SUBURBAN FURY
(Check out Lauren Wissot’s Suburban Fury movie review. Seen it? Join the conversation with HtN on our Letterboxd Page.)
Robinson Devor’s Suburban Fury has been in the works for some time. In fact, the team sent out a press release all the way back in 2010, announcing that production was underway on a documentary about Sara Jane Moore, the conservative, high society hobnobber, turned FBI informant, turned radical leftist who tried to shoot President Gerald Ford in September 1975 outside San Francisco’s St. Francis Hotel. Though no title was revealed, the teaser “Think of it as Errol Morris‘s Mr. Death meets Francis Ford Coppola’s The Conversation” promised plenty of intrigue.
Fortunately, Suburban Fury has been worth the wait. The inventively crafted film stars the now nonagenarian, almost assassin herself, who guides us through her winding life and its intersection with American history mostly from the back seat of a nondescript car. (Moore was released from prison in 2007, having served 32 years – only to be rearrested in 2019 at the age of 89 on a parole violation, resulting in another six months behind bars.) Though she straightforwardly answers questions and even gamely takes directions from the earnest director offscreen, she also gets testy whenever her version of events is challenged. This is her story, and she’s sticking to it.
We learn about Moore’s unhappy marriage to an unnamed man in the film industry, which prompted her to flee LA with their young son for 60s-era San Francisco – where she soon became the wife of a wealthy doctor in suburban Danville. (We also learn she served in the Women’s Army Corps and took classes at The Actors Studio. Though Moore neglects to mention her other three marriages or the several children she abandoned.) It was in this political hotbed up north that the unassuming chameleon first insinuated herself into current events. She volunteered as an accountant for People In Need (PIN), an organization set up by Randolph Hearst to feed the poor – and hopefully placate the Symbionese Liberation Army that was holding hostage his daughter Patty (naturally, an acquaintance of Moore’s). From there she became involved (intimately) with folks like “Popeye” Jackson, cofounder of the United Prisoners Union, who told the budding activist that he was looking to exchange information to the FBI for an education for his son. (Though Moore also claims that Jackson never became aware that she’d been recruited as an informant herself.)

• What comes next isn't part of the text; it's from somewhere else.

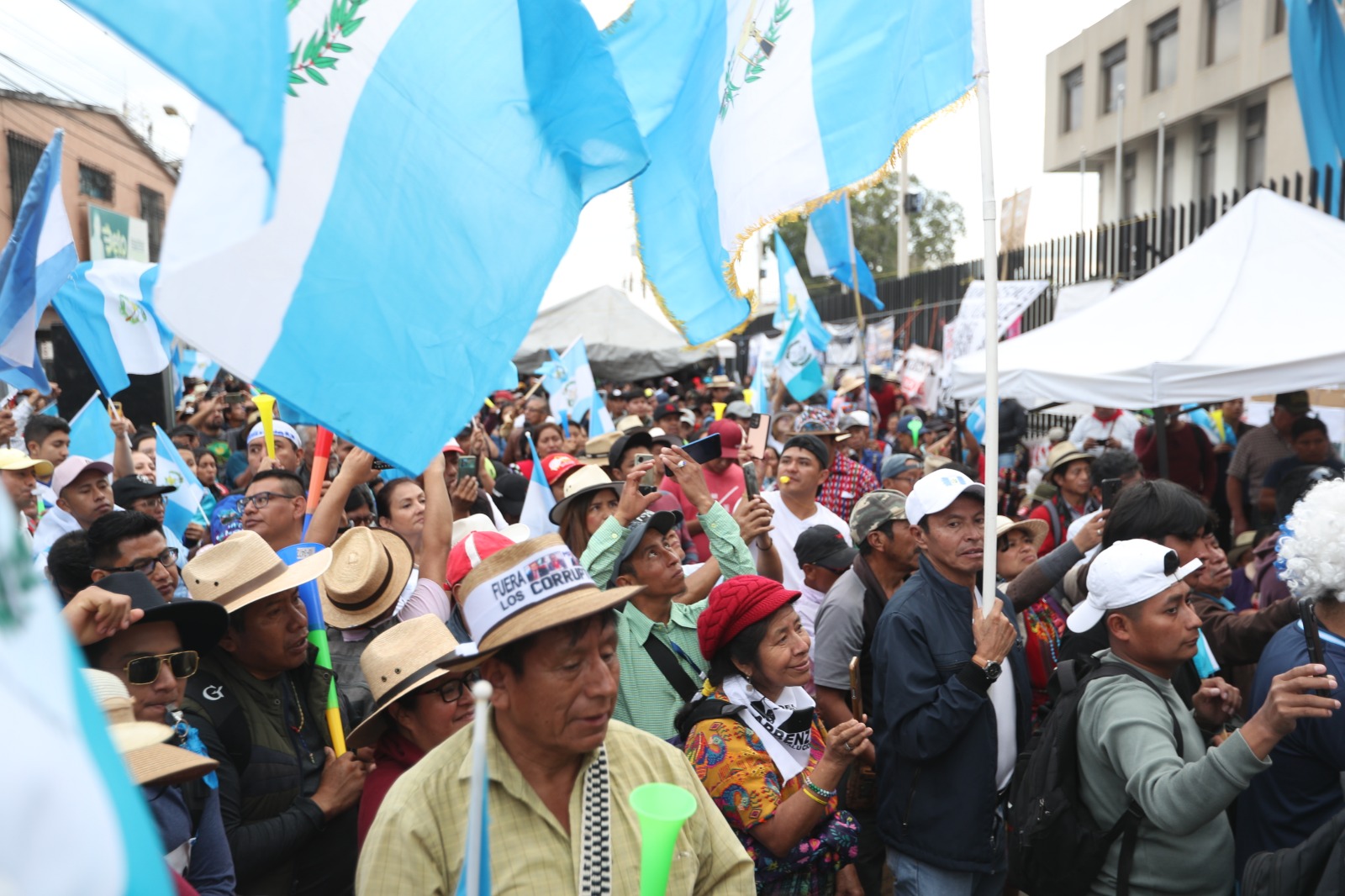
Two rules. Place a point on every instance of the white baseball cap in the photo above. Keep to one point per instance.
(1127, 573)
(936, 490)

And through an imagined dialogue in voiceover, we’re even privy to the conversations that went on between the not always reliable narrator and her FBI control agent “Bert Worthington,” voiced by the director. While these sequences are based on Moore’s recollections, Devor also managed to get the cooperation of the FBI during production. (In general, “reality” is in the eye of the viewer.) Add to this an incredible array of contemporaneous under the radar footage, and Moore’s stranger than fiction tale comes to vivid life. (The archive includes clips from the network news stations, and from grassroots lensers to established artists: Sandra Hochman, Agnès Varda and Ira Eisenberg are all name-checked.)

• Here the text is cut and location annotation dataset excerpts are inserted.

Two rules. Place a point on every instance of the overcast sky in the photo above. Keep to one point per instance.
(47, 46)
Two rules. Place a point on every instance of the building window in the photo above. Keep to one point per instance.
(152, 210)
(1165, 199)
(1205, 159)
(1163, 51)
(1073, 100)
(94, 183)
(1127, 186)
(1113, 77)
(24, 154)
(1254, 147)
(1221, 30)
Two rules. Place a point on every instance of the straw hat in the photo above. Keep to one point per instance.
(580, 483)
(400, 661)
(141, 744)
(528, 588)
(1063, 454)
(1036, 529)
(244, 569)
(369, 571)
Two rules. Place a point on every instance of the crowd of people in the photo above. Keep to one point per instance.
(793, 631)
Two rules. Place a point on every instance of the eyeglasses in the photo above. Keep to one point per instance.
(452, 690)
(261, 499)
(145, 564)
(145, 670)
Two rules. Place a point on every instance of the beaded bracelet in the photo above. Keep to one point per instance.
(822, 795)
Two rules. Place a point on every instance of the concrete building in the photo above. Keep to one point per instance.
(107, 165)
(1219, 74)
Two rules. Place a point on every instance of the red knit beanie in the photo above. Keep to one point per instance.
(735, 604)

And then there’s the cinematically staged interviews – from creepy noir lighting in the station wagon to a precisely framed conversation in the elaborate hotel ballroom where Moore was interrogated after the foiled attempt; and a Vangelis-influenced score by Devor’s longtime collaborator Paul Matthew Moore (no relation let’s hope). Which allows Suburban Fury to surround its inscrutable star in an evocative shroud of mystery, as she takes us on a thrillingly convoluted journey with no clear direction or motivations in sight.

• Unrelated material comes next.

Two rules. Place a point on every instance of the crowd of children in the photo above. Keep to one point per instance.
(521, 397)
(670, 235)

Which likewise charmingly confounds the director, who tries desperately to follow along right with us. Moore successfully infiltrates a far-left group, tells a member she’s an FBI informant, and then discloses to her handler that she did just that. Why exactly is anyone’s guess. She gets picked up on an illegal-handgun charge (which she also dutifully reports to “Bert”) the day before the attempted assassination – and within three weeks of Squeaky Fromme’s own go at it – only to be released. But because the police are unable to return the confiscated weapon (she called to ask) Moore is forced to quickly buy another from a right-wing conservative gun dealer; which, luckily for President Ford, turned out to be a defective .38 caliber revolver once owned by a cop.
Though Moore, as far as I know, never took the opportunity to view Suburban Fury before her death in September at the ripe old age of 95, Devor, whose other documentaries include 2007’s controversial Zoo and 2018’s Pow Wow (made in collaboration with Charles Mudede, co-writer on his 2005 breakthrough narrative feature Police Beat), did receive some feedback. According to the Seattle-based director, Moore let him know that she was hopeful but also quite wary that too much research had clouded his outlook. “She also has stated that she feels it will probably not be accurate,” he’s said. Which in the enigmatic world of Sara Jane Moore might just be the ultimate two-thumbs-up review.